Seyahat harcamaları, Mercedes-Benz, HP, Siemens, Coca-Cola gibi dünyanın dört bir yanında on binlerce çalışanı olan çok uluslu şirketlerin ve devletlerin dış ilişkilerinde aktif rol oynayan bakanlık ve diğer kurumların gider kalemlerinden önemli bir tanesi durumundadır.
Böylesi büyük şirketlerdeki seyahat sayısı o denli fazla olabilmektedir ki, işin mâlî boyutunun yanı sıra, çalışanların seyahatlerinin organizasyonu da büyük önem taşımaktadır.
Bu yüzden şirket bünyelerinde işi tamamen seyahatleri organize etmek olan idarî birimler (müdürlük, şeflik gibi) olduğu gibi, sadece iş amaçlı seyahat pazarına odaklanan acenteler de bulunmaktadır.
Hava, kara, demiryolu ulaşımı ve otel rezervasyonu, bu kapsamda ilk akla gelenler.
İngilizcede “Travel Management Company” (TMC) olarak adlandırılan bu kategori için Türkçede “Seyahat Yönetim Şirketi” (SYŞ) tâbirini kullanmayı uygun bulduk.
İşe havayolu sektörü açısından baktığımızda en basit şekilde, yani bir havayolu şirketi ile yolcular arasında konumlanmış olmaları sebebiyle, “acente” olarak tanımlanabilecek bu şirketlerin, sahip oldukları büyüklük ve müşterilerine sunmuş oldukları hizmet seviyesi açılarından çok daha farklı bir biçimde değerlendirilmeleri gerekiyor.
Bu şirketler temel olarak, hizmet verdikleri müşteri tabanı ile seyahat hizmetini sunan asıl aktörlere (mesela bir havayolu şirketi) aracılık etmekteler.

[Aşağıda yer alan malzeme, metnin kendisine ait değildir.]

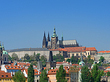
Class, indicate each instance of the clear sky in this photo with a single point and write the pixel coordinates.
(23, 22)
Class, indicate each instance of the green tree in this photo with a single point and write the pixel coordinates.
(19, 77)
(43, 76)
(30, 73)
(60, 75)
(43, 59)
(85, 74)
(58, 58)
(37, 56)
(14, 56)
(26, 57)
(96, 74)
(101, 59)
(108, 73)
(9, 58)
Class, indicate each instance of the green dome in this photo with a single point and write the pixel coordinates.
(5, 52)
(80, 63)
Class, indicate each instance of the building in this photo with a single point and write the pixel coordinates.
(30, 51)
(55, 43)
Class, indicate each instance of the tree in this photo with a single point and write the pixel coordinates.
(30, 73)
(19, 77)
(43, 76)
(101, 59)
(85, 74)
(60, 75)
(96, 74)
(9, 58)
(43, 59)
(58, 58)
(26, 57)
(14, 56)
(37, 56)
(108, 73)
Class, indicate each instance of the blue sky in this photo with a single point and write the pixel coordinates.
(23, 22)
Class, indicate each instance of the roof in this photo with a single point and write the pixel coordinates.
(75, 49)
(36, 72)
(104, 52)
(69, 42)
(5, 75)
(28, 49)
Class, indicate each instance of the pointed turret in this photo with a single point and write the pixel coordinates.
(44, 41)
(48, 38)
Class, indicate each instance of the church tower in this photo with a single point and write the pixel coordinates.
(54, 39)
(44, 41)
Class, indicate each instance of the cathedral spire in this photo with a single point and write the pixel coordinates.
(44, 41)
(48, 38)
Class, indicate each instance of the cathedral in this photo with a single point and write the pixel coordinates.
(55, 43)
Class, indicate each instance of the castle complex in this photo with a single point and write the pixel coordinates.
(55, 43)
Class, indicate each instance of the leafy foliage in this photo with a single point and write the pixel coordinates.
(9, 58)
(108, 73)
(101, 59)
(19, 77)
(58, 58)
(26, 57)
(30, 73)
(43, 76)
(85, 74)
(96, 74)
(14, 56)
(60, 75)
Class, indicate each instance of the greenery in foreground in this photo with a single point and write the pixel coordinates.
(93, 76)
(30, 73)
(60, 75)
(43, 76)
(19, 77)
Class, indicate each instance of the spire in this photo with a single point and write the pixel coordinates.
(48, 38)
(44, 41)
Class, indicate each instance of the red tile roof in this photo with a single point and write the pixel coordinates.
(75, 49)
(5, 75)
(104, 52)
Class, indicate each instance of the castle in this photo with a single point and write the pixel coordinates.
(55, 43)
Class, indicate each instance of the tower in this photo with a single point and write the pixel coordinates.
(44, 41)
(54, 39)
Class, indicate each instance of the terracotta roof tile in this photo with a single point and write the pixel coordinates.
(5, 75)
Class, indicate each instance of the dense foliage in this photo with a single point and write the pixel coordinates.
(14, 57)
(85, 74)
(30, 73)
(58, 58)
(19, 77)
(60, 75)
(43, 76)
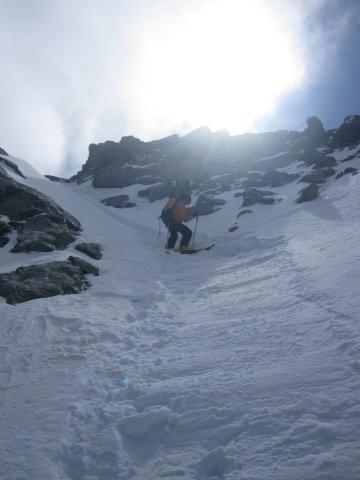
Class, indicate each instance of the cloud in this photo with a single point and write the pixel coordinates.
(65, 65)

Carlson Wagonlit Travel, American Express Global Business Travel, HRG, BCD Travel gibileri, seyahat yönetim şirketi denildiğinde ilk akla gelenlerden bazıları.
Carlson Wagonlit (CWT) adlı şirketi örnek vermek gerekirse; Somali, Irak, Afganistan gibi sorunlu bazı noktalar dışında, 20.000’den fazla personeliyle dünyanın neredeyse tamamında hizmet veriyor.
Bunların bir kısmında tüzel kişilik olarak bizzat yer alırken, Türkiye örneğinde olduğu gibi, bazı ülkelerde iş ortakları üzerinden faaliyet gösteriyor. Şirketin Türkiye’deki iş ortağı, Vista Tourism adlı kuruluş.
Kendisini, “iş amaçlı seyahat yönetimi konusunda uzmanlaşmış bir küresel lider” şeklinde tanımlayan CWT’den bugün yapılan basın açıklaması, seyahat yönetim şirketlerinin hangi büyüklüğe ulaştıklarını göstermesi açısından bir hayli çarpıcı.
2010 yılına göre satış cirosunu %15 nispetinde artıran şirket, 28 milyar USD gibi muazzam bir rakama ulaşmış durumda. Aynı dönemde şirket tarafından gerçekleştirilen işlem sayısı da %7’lik bir artışla, 62 milyon mertebesine yükselmiş.
CWT’nin işlem sayısı bakımından en yüksek büyüme oranını (+%18,5) yakaladığı pazar, kolayca tahmin edilebileceği üzere Asya-Pasifik bölgesi olmuş.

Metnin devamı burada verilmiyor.